According to local ABC affiliate Denver 7, SB19-042 passed the Colorado House of Representatives by 34-29 after making its way through the Colorado Senate on a Democratic Party line vote. Six Democrats bucked their party and defected against the measure during the House vote. No Republicans supported the legislation in either chamber.
Once Polis signs the measure, Colorado would join the ranks of 11 additional states and the District of Columbia as part of the National Popular Vote Interstate Compact. The compact is an agreement between the states parties to award their Electoral College votes to the presidential candidate who obtains the largest national vote total across all 50 states and D.C.
According to a legislative summary on the Colorado General Assembly’s website, the bill “requires the presidential elector certifying official of each member state to certify the appointment in that official’s own state of the elector slate nominated in that state in association with the national popular vote winner.”
By it’s own terms, the agreement would only go into effect once the number of states party to the compact had at least 270 Electoral College votes among them. The Electoral College contains a total of 538 electors and a bare majority of 270 is required to elect the president.

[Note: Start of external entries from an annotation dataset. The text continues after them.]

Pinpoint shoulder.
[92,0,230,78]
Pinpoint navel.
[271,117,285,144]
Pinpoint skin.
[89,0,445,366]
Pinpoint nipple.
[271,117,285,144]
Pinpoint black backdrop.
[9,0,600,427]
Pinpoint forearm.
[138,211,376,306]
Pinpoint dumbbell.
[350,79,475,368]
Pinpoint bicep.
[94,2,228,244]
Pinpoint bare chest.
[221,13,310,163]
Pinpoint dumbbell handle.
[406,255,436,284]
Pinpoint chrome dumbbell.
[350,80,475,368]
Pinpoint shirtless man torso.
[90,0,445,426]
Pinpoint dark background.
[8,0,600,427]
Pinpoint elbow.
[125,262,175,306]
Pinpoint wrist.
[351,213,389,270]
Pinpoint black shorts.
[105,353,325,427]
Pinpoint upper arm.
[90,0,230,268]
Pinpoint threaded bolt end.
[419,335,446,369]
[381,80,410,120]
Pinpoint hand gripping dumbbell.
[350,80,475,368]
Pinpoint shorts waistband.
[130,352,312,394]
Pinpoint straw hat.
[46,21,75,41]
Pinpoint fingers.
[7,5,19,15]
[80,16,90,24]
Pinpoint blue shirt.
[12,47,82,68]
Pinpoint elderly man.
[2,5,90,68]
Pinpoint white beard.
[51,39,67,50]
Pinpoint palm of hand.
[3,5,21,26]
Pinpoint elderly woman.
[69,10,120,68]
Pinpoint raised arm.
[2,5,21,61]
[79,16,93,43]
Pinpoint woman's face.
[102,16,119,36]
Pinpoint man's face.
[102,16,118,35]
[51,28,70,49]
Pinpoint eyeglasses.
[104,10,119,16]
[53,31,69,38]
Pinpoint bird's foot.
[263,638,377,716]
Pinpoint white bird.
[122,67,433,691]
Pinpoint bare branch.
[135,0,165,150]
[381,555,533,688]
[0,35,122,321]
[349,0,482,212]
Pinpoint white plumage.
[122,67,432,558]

If and when Colorado finally joins the compact, the member states would have a combined 180 Electoral College votes–90 votes shy of the majority needed.
The Colorado bill also contains a deadline for the Rocky Mountain State’s own admission to the compact–the remaining Electoral College votes needed to set the compact into motion would have to be obtained by July 20, 2020.
Supporters argue the bill would end the bi-partisan stalemate that’s resulted in the same 12 or so swing states being given out-sized amounts of attention during presidential campaigns.
“The other 38 states are completely ignored by presidential campaigns,” Colorado Senate sponsor Mike Foote told Denver 7. “Our president should be elected because the president appeals to the majority of the voters here in the United States. Not just the majority of voters in the 12 battle ground states.”
The swing state–or battleground state–focus has engendered the idea that most votes simply don’t matter, supporters contend. And they say the move toward a popular vote would renew interest in the democratic process.
“This bill has the potential to help Americans believe that their vote matters whether you’re a rural, urban or suburban voter – through this bill every vote counts equally,” State Rep. Emily Sirota, who is one of the bill’s co-sponsors, told Denver 7. “Coloradans shouldn’t allow a few battleground states like Florida or Ohio to be the deciders for our entire country when electing the next President of the United States.”
Monument, Colorado Mayor Don Wilson criticized the effort as diluting Colorado’s importance in the presidential election. Colorado is generally considered a swing state though it has steadily trended toward the Democratic Party in recent cycles.
“This push to give Colorado’s votes for President to California and New York is harmful and undermines Colorado voters,” Wilson said.
Withdrawal from the agreement is permitted up to six months before a president or vice president “has been qualified to serve the next term.”